Originally Posted by babock
You need an MPPT type controller. You have a PWM controller. You wil lnever get 8A since the battery charges at between 13.6 and 14.5V. 7A is about what you will get if you aim your panel. You usually use 14.0V to determine the current. 100/14 = 7.14
Here's some interesting information (for the OP) found on the 'net that explains in more detail:
Q: How efficient is the MPPT solar charge controller over PWM (in percentage)?
A charging lead-acid battery limits the voltage of the charging source. A silicon solar panel produces a fixed current for a given brightness of sun. The mismatch between a fixed voltage and a fixed current is what an MPPT charge controller is designed to address.
Power is voltage times current. The current is constant, fixed by the brightness of the sun shining on the panels, so the maximum power is obtained at the maximum voltage. During the bulk charge a PWM controller simply connects the panels to the batteries. The power is therefore panel current x battery voltage.
However, the panel will still supply that fixed current at a higher voltage. The MPPT controller converts the voltage, giving the battery the voltage it expects while allowing the solar panel to provide current at a higher voltage. The power is the same (assuming the controller is 100% efficient, which it isn’t quite) but, as the battery voltage is lower, the current is higher and the battery charges more quickly.
To calculate the difference, calculate the loss using PWM as opposed to MPPT. This can be done by calculating the difference between peak panel voltage and battery charge voltage as a percentage.

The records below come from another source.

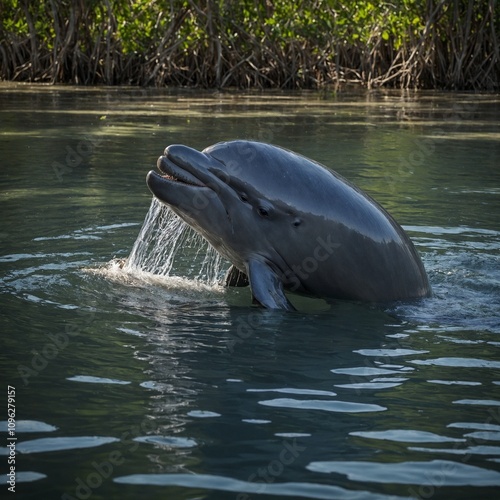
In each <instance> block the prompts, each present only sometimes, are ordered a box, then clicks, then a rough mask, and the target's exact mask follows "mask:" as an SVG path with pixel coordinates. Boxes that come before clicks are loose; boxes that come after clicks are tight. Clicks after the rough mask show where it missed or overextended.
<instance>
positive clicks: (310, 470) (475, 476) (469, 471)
mask: <svg viewBox="0 0 500 500" xmlns="http://www.w3.org/2000/svg"><path fill="white" fill-rule="evenodd" d="M307 469H308V470H310V471H313V472H324V473H327V474H331V473H337V474H344V475H346V476H347V477H348V478H349V479H350V480H352V481H362V482H373V483H387V484H392V483H398V484H416V485H431V486H435V485H436V484H439V485H441V486H499V485H500V472H496V471H492V470H488V469H482V468H480V467H476V466H473V465H467V464H462V463H457V462H450V461H447V460H431V461H430V462H400V463H378V462H344V461H342V462H311V463H310V464H309V465H308V466H307Z"/></svg>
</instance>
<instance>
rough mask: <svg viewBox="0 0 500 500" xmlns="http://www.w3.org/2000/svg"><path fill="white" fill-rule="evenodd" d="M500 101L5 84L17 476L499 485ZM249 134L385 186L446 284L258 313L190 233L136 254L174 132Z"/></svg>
mask: <svg viewBox="0 0 500 500" xmlns="http://www.w3.org/2000/svg"><path fill="white" fill-rule="evenodd" d="M499 111H500V101H499V100H498V98H497V97H495V96H490V95H474V94H437V93H429V94H420V95H413V94H392V93H372V94H361V93H360V94H356V93H352V94H351V93H346V94H339V95H337V96H336V95H330V94H327V93H325V94H316V93H304V94H283V93H270V94H257V93H256V94H239V93H234V94H233V93H225V94H218V93H215V94H213V93H198V92H191V91H175V92H174V91H168V90H164V91H144V90H137V89H123V88H120V89H98V88H96V89H88V88H76V89H73V88H54V87H44V86H42V87H30V86H9V85H4V86H2V87H1V89H0V114H1V116H0V124H1V125H0V131H1V137H0V162H1V165H0V166H1V168H0V197H1V204H2V205H1V206H2V217H1V222H0V233H1V240H0V241H1V243H0V245H1V246H0V250H1V251H0V279H1V282H0V311H1V322H2V324H1V332H2V334H1V335H2V336H1V338H2V349H1V350H0V363H1V364H0V366H1V369H2V371H1V374H2V377H1V379H2V383H3V384H4V385H3V387H4V396H3V397H4V401H5V403H4V406H3V408H5V409H4V416H3V417H0V421H1V422H0V425H1V427H0V431H1V433H2V439H3V440H4V444H5V443H7V437H8V436H7V430H8V429H9V427H8V422H7V412H6V410H7V408H6V407H7V394H6V393H7V389H8V386H9V385H10V386H13V387H14V388H15V403H14V405H15V411H16V416H15V418H16V427H15V432H16V437H17V438H18V440H17V442H16V449H15V467H16V493H17V494H18V495H20V498H36V499H38V498H44V499H45V498H47V499H52V498H65V499H69V498H79V499H86V498H92V499H109V498H124V499H128V498H130V499H132V498H137V497H138V496H142V497H145V498H169V499H170V498H172V499H193V498H204V499H238V500H243V499H248V498H282V499H285V498H287V499H288V498H294V497H296V498H328V499H331V498H338V499H352V498H356V499H358V498H367V499H377V498H409V497H410V498H425V499H427V498H439V499H449V498H453V499H457V498H458V499H460V498H463V499H466V498H471V497H473V496H476V497H479V498H485V499H487V498H497V496H498V492H499V490H500V437H499V436H500V356H499V348H500V337H499V335H500V300H499V299H500V290H499V288H500V286H499V283H500V279H499V278H500V276H499V274H500V271H499V270H500V265H499V264H500V262H499V260H500V257H499V248H500V221H499V217H498V213H499V212H498V210H499V208H500V207H499V202H498V200H499V198H498V196H499V194H500V171H499V167H498V165H499V164H500V162H499V153H500V142H499V139H500V134H499V132H498V131H499V130H500V128H499V123H500V122H499V118H498V117H499V116H500V113H499ZM237 137H244V138H250V139H258V140H266V141H270V142H273V143H276V144H279V145H282V146H284V147H288V148H291V149H293V150H295V151H297V152H300V153H302V154H305V155H307V156H309V157H311V158H314V159H316V160H318V161H321V162H323V163H325V164H327V165H330V166H332V167H333V168H335V169H336V170H337V171H338V172H339V173H341V174H342V175H344V176H345V177H347V178H349V179H350V180H352V181H353V182H355V183H356V184H357V185H359V186H360V187H362V188H363V189H365V190H366V191H367V192H369V193H370V194H371V195H372V196H374V197H375V198H376V199H377V200H378V201H379V202H380V203H382V204H383V205H384V206H385V207H386V208H387V209H388V210H389V211H390V212H391V213H392V214H393V215H394V216H395V217H396V219H397V220H398V221H399V222H400V223H402V224H403V226H404V227H405V228H406V229H407V231H408V232H409V234H410V236H411V237H412V239H413V240H414V242H415V244H416V246H417V248H418V250H419V251H420V253H421V255H422V258H423V262H424V265H425V266H426V268H427V270H428V272H429V276H430V280H431V283H432V287H433V290H434V297H432V298H430V299H428V300H424V301H422V302H420V303H418V304H413V305H403V304H395V305H394V306H392V307H391V308H390V309H389V310H379V309H376V308H372V307H368V306H363V305H358V304H352V303H347V302H338V303H335V304H334V305H333V306H332V307H329V306H328V305H327V304H326V303H325V302H323V301H321V300H313V299H304V298H298V297H292V300H293V301H294V304H295V305H296V306H297V307H298V309H299V311H298V312H296V313H282V312H276V311H267V310H260V309H256V308H252V307H251V306H250V301H251V300H250V294H249V292H248V290H247V289H237V290H225V289H223V288H221V287H220V286H219V285H218V284H217V281H218V279H219V277H220V275H221V274H222V273H223V271H224V263H220V264H221V266H222V267H221V268H219V270H216V271H213V270H209V269H206V267H205V268H204V267H203V265H202V264H203V260H204V257H205V255H206V249H204V248H202V249H201V250H200V244H199V242H197V241H196V240H194V239H192V238H193V236H192V234H190V233H189V232H185V233H183V236H182V235H181V236H180V237H179V240H178V242H177V246H175V245H174V248H177V251H176V254H175V259H174V260H173V262H171V263H170V264H171V267H167V263H166V262H164V263H161V262H156V261H155V258H156V257H155V256H154V255H153V254H154V252H150V257H151V258H152V260H151V261H150V263H149V264H148V265H151V269H155V268H157V266H159V265H160V266H161V265H164V266H166V267H165V268H164V269H163V271H162V272H161V274H159V275H158V274H156V275H154V274H151V273H150V272H148V269H145V270H141V269H139V270H137V269H135V270H134V269H130V268H127V267H126V268H124V267H123V262H124V261H125V260H126V259H127V257H128V256H129V254H130V252H131V251H132V248H133V245H134V242H135V241H136V239H137V237H138V235H139V233H140V231H141V227H142V225H143V223H144V220H145V217H146V215H147V214H148V209H149V207H150V205H151V195H150V193H149V192H148V190H147V188H146V186H145V175H146V172H147V171H148V170H149V169H151V168H154V165H155V163H156V158H157V157H158V156H159V155H160V154H161V152H162V151H163V149H164V147H165V146H166V145H168V144H170V143H184V144H187V145H190V146H193V147H196V148H199V149H201V148H203V147H205V146H207V145H209V144H212V143H214V142H217V141H219V140H227V139H234V138H237ZM163 220H164V221H165V220H166V219H163ZM147 227H150V226H147ZM150 229H151V227H150ZM161 233H162V231H161V230H160V231H158V227H156V235H157V239H158V240H159V239H160V238H161V237H162V235H161ZM145 239H146V240H147V238H145ZM167 243H168V244H172V243H173V242H166V244H167ZM138 261H139V262H142V263H143V264H146V260H145V257H140V258H139V259H138ZM208 261H209V262H214V260H213V258H209V259H208ZM136 262H137V261H136ZM170 264H168V266H170ZM126 265H130V261H129V262H128V264H126ZM120 266H122V267H120ZM151 269H149V271H150V270H151ZM144 271H145V272H144ZM200 271H201V274H200ZM9 453H10V452H9V450H8V449H7V448H6V447H4V448H3V451H2V452H1V454H2V456H0V463H1V470H2V474H3V473H4V472H6V471H7V467H8V460H9V458H11V456H10V455H9ZM4 477H6V476H4ZM1 487H2V488H5V490H6V491H7V487H8V485H6V484H4V485H3V486H1ZM2 496H3V495H2Z"/></svg>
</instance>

Typical figures might be 18.5v for a “12v” panel, and anywhere between 13.6 and 14.4v for a “12v” lead-acid battery, depending on how full it is. So those figures might give:-
PWM loss, flat battery: 13.6v / 18.5v = 0.735 = 73.5%
PWM loss, mostly charged battery: 14.4v / 18.5v = 0.778 = 77.8%
Remember these are losses, and should be inverted to get gains.
MPPT gain, flat battery: 18.5v / 13.6v = 1.36 = 36%
MPPT gain, mostly charged battery: 18.5v / 14.4v = 1.28 = 28%
Note how the PWM controller becomes even less efficient as the battery reaches full charge.
The only time you will get max current from a PWM controller is as the above states, during the bulk phase when it's connected directly to the battery. It's also the time the voltage (measured at battery) will be at it's lowest.
Also, if you look at the data tag on the back of your panel there are two voltages and two amperage ratings. One is "Shorted" and the other "Working". To avoid disappointment, use the Working Output numbers.
And as babcock said, you need an MPPT controller. Better yet, add another panel and connect in series, feeding the higher voltage into the MPPT. I have a setup with two panels and you'd be surprised at how much charge current I read even when the sky is overcast. Not a ton but more than you'd expect, especially from a single panel.
When the sun's full I get enough to more than meet my daily "amp hour" needs.